The Cooper Union School of Architecture
Spring Semester, 2011
Professors Guido Zuliani, Pablo Lorenzo-Eiroa, Mersiha Veledar
The City, as architecture, is the form that the mutual relations between all its parts assume at a certain moment in time, In this sense, the City cannot be understood as the simple accumulation of discrete artifacts and singular events, but as the articulated ensemble of the relations that each establishes with the others and with the whole. The City emerges therefore as the result of the relations continuously constructed between, for instance, public spaces and private dwellings, systems of infrastructures and single institutions, between implementation of mobility and permanent features ordering urban life. Among all, the relations between the imagery of nature and the production of the built environment and the ones between the specificity of a locus and the general character of the concepts that constitute a discipline hold a particular place within the practice of architecture.
Based on this premise, the Design IV spring semester studio focuses primarily on the definition and investigation of the relations that an urban site and the forms of its description, to the process of delineation of the architectural intervention. The exercise begins with the exploration of two topical conditions summarized by the two concepts of City of Ground and City of Sky. The aim is the understanding of the particular nature of these primary contexts in an urban setting and the definition of paradigmatic architectural representations able to reference the principles of future interventions.
For the design phase, a frame of 260 by 520 is assumed to delimit the site for the intervention. The minor north-south axis is positioned on the axis defined by the eastern wall of Central Park and the built side of 5th Avenue, A specific site is then chosen by each student along the eastern edge of Central Park.
In the development of the design, the site is assumed to be an intrinsic component of the project. Its identity is constructed, and the represented by means of drawings and models, in terms of the dialectic between its autonomous finite configuration determined by the imposition of th 260 by 520 frame onto the city fabric, and the identities that the individual elements of the morphology of the framed site are to acquire when considered within the topological field of latent relations at a large scale.

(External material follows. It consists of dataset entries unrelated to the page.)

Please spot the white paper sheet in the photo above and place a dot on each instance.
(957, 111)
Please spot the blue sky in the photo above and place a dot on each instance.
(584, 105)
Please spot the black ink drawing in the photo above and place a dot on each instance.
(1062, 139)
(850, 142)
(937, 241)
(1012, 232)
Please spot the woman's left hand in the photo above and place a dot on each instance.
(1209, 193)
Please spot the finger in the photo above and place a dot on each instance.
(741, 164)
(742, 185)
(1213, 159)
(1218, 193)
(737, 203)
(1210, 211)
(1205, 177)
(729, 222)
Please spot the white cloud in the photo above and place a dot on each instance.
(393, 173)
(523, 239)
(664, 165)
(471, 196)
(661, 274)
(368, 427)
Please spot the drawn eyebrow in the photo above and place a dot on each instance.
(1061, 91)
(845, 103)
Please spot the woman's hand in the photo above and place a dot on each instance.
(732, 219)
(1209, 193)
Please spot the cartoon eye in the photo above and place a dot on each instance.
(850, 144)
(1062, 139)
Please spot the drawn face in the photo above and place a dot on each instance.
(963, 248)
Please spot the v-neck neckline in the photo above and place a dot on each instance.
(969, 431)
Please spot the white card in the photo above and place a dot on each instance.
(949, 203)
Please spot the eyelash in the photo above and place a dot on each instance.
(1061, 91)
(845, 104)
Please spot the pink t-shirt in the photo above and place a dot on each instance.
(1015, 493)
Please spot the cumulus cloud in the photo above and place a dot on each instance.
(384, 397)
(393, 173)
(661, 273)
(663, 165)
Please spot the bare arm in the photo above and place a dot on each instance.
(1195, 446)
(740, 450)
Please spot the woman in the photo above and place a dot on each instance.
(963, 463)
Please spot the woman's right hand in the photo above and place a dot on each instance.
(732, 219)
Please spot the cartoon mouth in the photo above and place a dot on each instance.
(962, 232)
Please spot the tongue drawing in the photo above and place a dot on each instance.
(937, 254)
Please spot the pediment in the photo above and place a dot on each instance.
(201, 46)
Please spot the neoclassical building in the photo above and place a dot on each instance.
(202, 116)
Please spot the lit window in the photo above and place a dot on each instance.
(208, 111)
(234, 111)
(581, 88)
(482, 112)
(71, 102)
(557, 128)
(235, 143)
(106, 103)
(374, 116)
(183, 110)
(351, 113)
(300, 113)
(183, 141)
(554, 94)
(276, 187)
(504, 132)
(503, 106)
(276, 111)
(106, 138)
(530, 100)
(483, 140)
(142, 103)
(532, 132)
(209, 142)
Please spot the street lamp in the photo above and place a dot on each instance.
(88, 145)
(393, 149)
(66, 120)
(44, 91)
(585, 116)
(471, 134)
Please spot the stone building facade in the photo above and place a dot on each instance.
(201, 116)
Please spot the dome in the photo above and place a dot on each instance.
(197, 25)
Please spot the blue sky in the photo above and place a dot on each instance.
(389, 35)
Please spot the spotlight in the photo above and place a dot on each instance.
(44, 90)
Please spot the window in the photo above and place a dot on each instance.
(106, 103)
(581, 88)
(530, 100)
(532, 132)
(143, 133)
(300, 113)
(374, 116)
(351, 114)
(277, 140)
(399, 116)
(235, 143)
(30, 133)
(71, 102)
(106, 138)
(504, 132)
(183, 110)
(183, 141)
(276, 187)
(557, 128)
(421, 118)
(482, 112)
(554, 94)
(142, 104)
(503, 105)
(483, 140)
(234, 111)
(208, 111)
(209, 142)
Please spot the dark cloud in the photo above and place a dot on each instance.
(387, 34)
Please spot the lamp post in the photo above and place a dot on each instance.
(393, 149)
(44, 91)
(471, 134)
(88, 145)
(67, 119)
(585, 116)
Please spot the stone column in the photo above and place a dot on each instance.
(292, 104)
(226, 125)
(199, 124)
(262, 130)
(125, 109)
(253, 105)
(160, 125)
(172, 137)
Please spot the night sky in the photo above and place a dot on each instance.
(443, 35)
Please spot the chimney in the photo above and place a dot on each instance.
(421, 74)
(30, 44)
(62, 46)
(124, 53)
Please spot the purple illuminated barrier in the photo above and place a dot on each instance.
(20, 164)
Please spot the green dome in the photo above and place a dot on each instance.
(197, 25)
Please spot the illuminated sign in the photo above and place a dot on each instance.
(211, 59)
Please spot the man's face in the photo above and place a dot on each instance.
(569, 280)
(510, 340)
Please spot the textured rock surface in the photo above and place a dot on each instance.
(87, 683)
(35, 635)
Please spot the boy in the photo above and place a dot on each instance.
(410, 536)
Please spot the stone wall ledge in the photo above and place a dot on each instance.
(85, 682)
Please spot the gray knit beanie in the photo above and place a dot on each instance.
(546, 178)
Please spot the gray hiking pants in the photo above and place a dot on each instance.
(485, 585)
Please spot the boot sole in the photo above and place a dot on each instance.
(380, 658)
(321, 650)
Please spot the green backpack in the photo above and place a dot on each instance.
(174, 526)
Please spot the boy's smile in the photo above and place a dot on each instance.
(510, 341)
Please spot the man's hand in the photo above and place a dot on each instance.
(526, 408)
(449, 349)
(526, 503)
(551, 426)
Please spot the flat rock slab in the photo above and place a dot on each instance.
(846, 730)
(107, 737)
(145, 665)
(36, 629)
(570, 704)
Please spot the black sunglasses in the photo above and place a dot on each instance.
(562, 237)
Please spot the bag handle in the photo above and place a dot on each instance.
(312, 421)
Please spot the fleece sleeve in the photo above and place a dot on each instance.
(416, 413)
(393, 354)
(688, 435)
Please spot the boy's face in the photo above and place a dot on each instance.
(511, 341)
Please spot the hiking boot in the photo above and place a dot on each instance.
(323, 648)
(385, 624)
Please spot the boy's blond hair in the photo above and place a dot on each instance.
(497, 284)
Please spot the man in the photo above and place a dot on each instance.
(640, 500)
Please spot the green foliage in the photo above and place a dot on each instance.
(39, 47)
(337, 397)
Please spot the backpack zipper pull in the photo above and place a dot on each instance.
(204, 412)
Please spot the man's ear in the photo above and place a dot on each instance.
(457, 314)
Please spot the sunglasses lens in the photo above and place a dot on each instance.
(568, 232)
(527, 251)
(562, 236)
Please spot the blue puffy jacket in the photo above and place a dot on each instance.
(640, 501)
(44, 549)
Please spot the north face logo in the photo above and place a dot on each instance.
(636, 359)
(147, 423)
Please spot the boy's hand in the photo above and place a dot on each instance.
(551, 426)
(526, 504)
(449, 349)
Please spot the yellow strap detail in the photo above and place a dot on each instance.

The site configurations emerging from such a dialectic, to all intents and purposes already morphological and conceptual elements of the project, constitute the concrete figurative environment to which the design will respond and within which it will take shape.
The strict figurative integration and conceptual continuity between site and intervention directs the programmatic concern of the project toward the definition of an urban public institution, where its public nature should reverberate with the nature of Central Park understood a public building and with the public space of the promenade along its perimeter.